La France, mal armée, fait plus de concessions que les autres. Le dumping social dont on accuse les entreprises d’Europe de l’Est est aussi pratiqué par la France au bénéfice des multinationales. Il se traduit par une politique de l’emploi absolument ruineuse (voir plus haut le cas Amazon). Pour les besoins de mon livre. La France confisquée, j’ai bien étudié le système allemand : je n’ai pas vu qu’on y dépense des milliards pour faire venir des entreprises étrangères. Et pour cause : là-bas, le système fiscal est infiniment plus pertinent, cohérent et juste que le français. Conçu pour laisser aux entreprises le plus de moyens possibles pour investir et aux citoyens le maximum de libre-arbitre pour financer eux-mêmes leurs besoins sociaux, il se traduit par un moindre recours à la redistribution et, donc, par moins de prélèvements. C’est ce qu’on appelle un cercle vertueux. Mais cela suppose que le monde politique aussi soit vertueux et moins porté à se mêler de tout ; et cela suppose encore, de tous, des vertus patriotiques. Toutes choses dont nos élites se sont déchargées non sans en accabler la corporation la moins apte à les assumer : les sportifs.

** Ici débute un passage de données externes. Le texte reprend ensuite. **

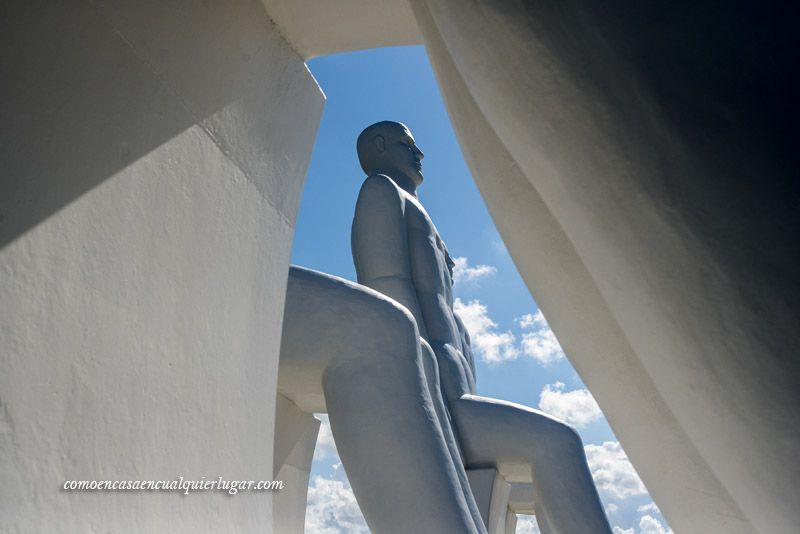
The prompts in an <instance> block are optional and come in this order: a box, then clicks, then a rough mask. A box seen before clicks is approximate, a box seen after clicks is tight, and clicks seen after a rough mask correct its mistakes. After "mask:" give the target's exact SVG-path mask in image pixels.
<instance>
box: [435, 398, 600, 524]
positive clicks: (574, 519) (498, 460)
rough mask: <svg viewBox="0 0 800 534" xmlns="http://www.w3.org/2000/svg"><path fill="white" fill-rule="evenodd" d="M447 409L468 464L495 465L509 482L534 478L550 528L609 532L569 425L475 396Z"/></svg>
mask: <svg viewBox="0 0 800 534" xmlns="http://www.w3.org/2000/svg"><path fill="white" fill-rule="evenodd" d="M450 412H451V414H452V416H453V420H454V423H455V425H456V427H457V429H458V432H459V436H460V437H461V440H462V446H463V450H464V456H465V458H466V464H467V466H468V467H469V466H495V467H496V468H497V470H498V471H499V472H500V473H501V474H502V475H503V476H504V477H505V478H506V479H507V480H509V481H510V482H533V486H534V496H535V499H536V502H537V504H538V506H537V513H539V514H540V515H541V516H543V517H544V521H543V522H545V523H546V524H547V528H549V530H550V532H552V533H553V534H572V533H575V532H587V533H588V532H591V533H593V534H595V533H610V532H611V529H610V527H609V524H608V519H607V518H606V515H605V513H604V511H603V505H602V503H601V502H600V497H599V495H598V494H597V488H595V485H594V481H593V480H592V476H591V473H590V472H589V466H588V464H587V462H586V454H585V452H584V449H583V443H582V442H581V439H580V437H579V436H578V434H577V432H575V430H573V429H572V427H570V426H569V425H567V424H565V423H563V422H561V421H559V420H557V419H555V418H553V417H550V416H548V415H546V414H544V413H542V412H539V411H537V410H534V409H532V408H528V407H526V406H522V405H519V404H514V403H510V402H504V401H498V400H494V399H487V398H483V397H478V396H473V395H465V396H464V397H462V398H461V399H458V400H455V401H452V402H450ZM540 510H541V512H540Z"/></svg>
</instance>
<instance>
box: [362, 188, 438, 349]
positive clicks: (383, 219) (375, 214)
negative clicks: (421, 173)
mask: <svg viewBox="0 0 800 534" xmlns="http://www.w3.org/2000/svg"><path fill="white" fill-rule="evenodd" d="M404 211H405V200H404V199H403V197H402V195H401V194H400V192H399V191H398V190H397V186H395V185H394V183H393V182H392V181H391V180H390V179H389V178H387V177H386V176H383V175H375V176H370V177H369V178H367V179H366V181H365V182H364V185H362V186H361V192H360V193H359V195H358V202H357V203H356V212H355V216H354V218H353V227H352V232H351V247H352V251H353V263H354V264H355V267H356V274H357V276H358V283H360V284H363V285H365V286H367V287H370V288H372V289H374V290H375V291H378V292H380V293H383V294H385V295H388V296H390V297H391V298H392V299H394V300H396V301H397V302H399V303H400V304H402V305H403V306H405V307H406V308H408V310H409V311H410V312H411V314H412V315H413V316H414V319H415V320H416V322H417V328H418V329H419V334H420V336H422V337H423V338H425V339H427V337H428V335H427V331H426V329H425V321H424V320H423V317H422V312H421V311H420V306H419V302H418V300H417V293H416V290H415V289H414V284H413V282H412V278H411V266H410V262H409V250H408V236H407V228H406V223H405V216H404Z"/></svg>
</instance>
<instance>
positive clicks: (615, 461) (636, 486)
mask: <svg viewBox="0 0 800 534" xmlns="http://www.w3.org/2000/svg"><path fill="white" fill-rule="evenodd" d="M584 448H585V449H586V459H587V460H588V461H589V469H590V470H591V471H592V477H593V478H594V481H595V484H597V489H598V490H599V491H600V493H601V494H603V495H604V496H606V497H608V498H612V499H620V500H621V499H625V498H627V497H632V496H634V495H646V494H647V490H646V489H645V487H644V484H643V483H642V481H641V479H640V478H639V475H637V474H636V470H635V469H634V468H633V465H631V462H630V460H628V457H627V456H626V455H625V451H623V450H622V447H621V446H620V444H619V442H617V441H606V442H605V443H603V444H602V445H586V447H584Z"/></svg>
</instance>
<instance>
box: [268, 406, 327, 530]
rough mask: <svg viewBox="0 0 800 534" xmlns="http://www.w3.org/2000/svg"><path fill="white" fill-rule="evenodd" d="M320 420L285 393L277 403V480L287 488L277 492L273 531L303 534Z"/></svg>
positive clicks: (284, 487) (275, 468) (276, 459)
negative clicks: (308, 490)
mask: <svg viewBox="0 0 800 534" xmlns="http://www.w3.org/2000/svg"><path fill="white" fill-rule="evenodd" d="M319 426H320V421H319V419H317V418H316V417H314V416H313V415H311V414H308V413H304V412H302V411H301V410H300V408H298V407H297V405H296V404H295V403H293V402H292V401H290V400H289V399H287V398H286V397H284V396H283V395H281V394H280V393H279V394H278V396H277V401H276V405H275V451H274V460H273V470H274V471H275V480H280V481H282V482H283V483H284V488H283V489H282V490H281V491H279V492H276V493H275V494H274V497H273V500H272V505H273V508H274V513H273V521H272V527H273V528H272V531H273V532H280V533H281V534H302V533H303V530H304V527H305V519H306V504H307V502H308V479H309V476H310V474H311V462H312V460H313V457H314V448H315V447H316V445H317V435H318V434H319Z"/></svg>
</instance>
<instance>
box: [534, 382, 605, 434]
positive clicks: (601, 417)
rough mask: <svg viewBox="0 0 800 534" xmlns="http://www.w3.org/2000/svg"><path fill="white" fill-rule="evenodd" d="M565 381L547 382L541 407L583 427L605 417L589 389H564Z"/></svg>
mask: <svg viewBox="0 0 800 534" xmlns="http://www.w3.org/2000/svg"><path fill="white" fill-rule="evenodd" d="M564 387H565V386H564V383H563V382H556V383H555V384H547V385H546V386H544V388H542V392H541V393H540V394H539V409H540V410H542V411H544V412H547V413H549V414H550V415H554V416H555V417H558V418H559V419H563V420H564V421H566V422H567V423H569V424H571V425H575V426H576V427H578V428H583V427H585V426H586V425H588V424H590V423H593V422H595V421H597V420H599V419H601V418H602V417H603V412H601V411H600V407H599V406H598V405H597V402H595V400H594V397H592V394H591V393H589V390H588V389H574V390H572V391H564Z"/></svg>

Enfin, la tolérance aux pratiques fiscales du Luxembourg et d’autres pays comme l’Irlande est, en réalité, la contrepartie d’une politique européenne qui profite d’abord à l’industrie et à l’agriculture des deux plus grands pays de l’UE : l’Allemagne et la France. La politique d’expansion de l’Europe, constante ces trente dernières années, financée par des subventions aux pays nouvellement admis, est la promesse de nouveaux marchés d’abord pour les entreprises du bâtiment et l’industrie d’équipement. Un pays comme le Luxembourg, ni agricole, ni industriel, ni bâtisseur n’aurait rien à y gagner. Favoriser son « industrie » la plus importante, la finance, constitue une manière d’acheter son adhésion à une telle politique. C’est pourquoi il n’y a aucune chance de voir l’UE sanctionner le Luxembourg pour sa fiscalité. N’en déplaise aux donneurs de leçons sélectifs du Monde et de Médiapart.
[1] Ce qui est scandaleux, c’est de faire payer les niches fiscales par les entreprises captives opérant sur le marché strictement intérieur et qui n’ont pas les moyens de faire de l’optimisation fiscale.
[2] 577 députés + 348 sénateurs pour 67 millions de Français contre 435 + 100 pour 318 millions d’Américains.